经过短暂讨论之后,警方计划先解救出一名人质,借助匪徒出面交涉的间隙,观察室内情况,由狙击手锁定位置,飞虎队员从通风管道突进,抓住时机,一举制服剩余绑匪。

严耀钦手持通话器,微微眯起了眼睛,仿佛逼视着近在咫尺的猎物:“阿彪,我的人已经找到你老婆了,正在赶来途中。她叫淑芬对吧,听说人很漂亮。直升机就停在后面的广场上,你听……”郭督察挥挥手,嗡嗡作响的螺旋桨声适时传来,“至于这一千万美钞的现款,我现在就可以命人送进去,不过……我也要看到你的诚意!”

耳听着直升机引擎的强劲轰鸣,匪徒的防线开始松懈了:“哈哈哈,耀哥果然是爽快人,好吧,就让你看看我的诚意,咱们一手交钱一手交人!至于交换哪一个嘛……哈哈,我大方点,留给你自己决定!”

霎时间,所有人的目光都集中在了严耀钦身上。做这决定看似无比简单,却又异常艰涩。

两名少年虽然听不见外面的动静,却也从匪徒的答话中得出讯息,知道他们之间将有一个可以率先得到解救。

这时的严予思已经无法说话了,只徒劳地长大嘴巴,拼命吸气,身体随着断断续续的喘息而上下起伏,在哮喘症的折磨之下,随时都可能窒息而死,他明亮的大眼睛里水汽氤氲,满是求生的渴望。

而一直安安静静的卓扬也无力地扭了□体,艰难抬起眼睛,偷偷扫视过房间四周角落,终于搜寻到了那个连接向外界的微小摄像点,他双眉紧紧皱着,嘴唇翕动,似乎说了句什么,又缓缓垂下头去。

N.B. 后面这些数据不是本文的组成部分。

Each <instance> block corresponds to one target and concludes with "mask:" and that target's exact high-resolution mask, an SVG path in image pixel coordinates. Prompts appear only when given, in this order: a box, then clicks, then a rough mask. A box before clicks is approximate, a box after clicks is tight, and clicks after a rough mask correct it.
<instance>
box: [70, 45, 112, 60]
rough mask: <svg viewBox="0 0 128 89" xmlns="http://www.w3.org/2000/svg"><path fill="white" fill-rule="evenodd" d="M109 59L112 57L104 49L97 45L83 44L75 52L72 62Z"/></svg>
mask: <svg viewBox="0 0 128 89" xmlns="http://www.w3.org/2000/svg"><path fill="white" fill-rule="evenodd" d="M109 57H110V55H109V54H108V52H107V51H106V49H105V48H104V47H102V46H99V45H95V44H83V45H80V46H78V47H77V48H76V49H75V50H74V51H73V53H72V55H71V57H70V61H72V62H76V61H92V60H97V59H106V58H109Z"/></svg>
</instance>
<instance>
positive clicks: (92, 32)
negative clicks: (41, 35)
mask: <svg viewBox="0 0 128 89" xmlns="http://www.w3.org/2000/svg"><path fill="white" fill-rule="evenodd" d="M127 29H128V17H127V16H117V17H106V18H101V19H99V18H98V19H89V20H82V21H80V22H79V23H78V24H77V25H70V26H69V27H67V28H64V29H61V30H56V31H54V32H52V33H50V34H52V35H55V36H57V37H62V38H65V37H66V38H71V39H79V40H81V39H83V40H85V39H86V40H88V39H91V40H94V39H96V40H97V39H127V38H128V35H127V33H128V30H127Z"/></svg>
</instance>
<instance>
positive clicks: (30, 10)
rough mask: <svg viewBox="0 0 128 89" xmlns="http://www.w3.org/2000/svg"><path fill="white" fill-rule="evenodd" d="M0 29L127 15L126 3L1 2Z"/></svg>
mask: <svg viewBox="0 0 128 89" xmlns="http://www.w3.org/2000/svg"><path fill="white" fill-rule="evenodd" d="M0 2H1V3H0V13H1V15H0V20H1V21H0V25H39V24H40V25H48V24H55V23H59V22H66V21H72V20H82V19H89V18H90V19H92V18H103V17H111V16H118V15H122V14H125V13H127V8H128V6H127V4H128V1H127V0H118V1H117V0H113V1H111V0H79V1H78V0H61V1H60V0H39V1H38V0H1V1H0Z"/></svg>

没有太多时间用来犹豫,严耀钦狠狠抓着口袋里那张便签,目光胶着地盯着二儿子看了好一会,终于低声吐出几个字:“要……小的那个。”

当绑匪拎起半昏迷的严予思拖向门口的一刻,卓扬觉察了爸爸的选择。

他定定注视着摄像镜头,仿佛在透过画面与严耀钦对望,眼神里充满了无助与困惑,片刻之后,残存的一点血色从那张纯净恬淡的脸孔上退去,他无奈地摇了摇头,闭上眼睛,脱线木偶般栽倒下去。

身后的墙面,竟已被鲜血浸透。

严耀钦猛地绷紧身体,扑到屏幕之前,手指抠住显示器边缘,却终究隐忍着没有发出任何声响。

贵宾室的门“咔哒”启开条缝,胖子单手持枪,警惕地探头张望了一下周围动静,将瘦弱的严予思胡乱丢出,随即拎起装钱的皮箱,谨慎后撤。只这千分之一秒的机会,狙击枪瞄准器对上了他的眉心。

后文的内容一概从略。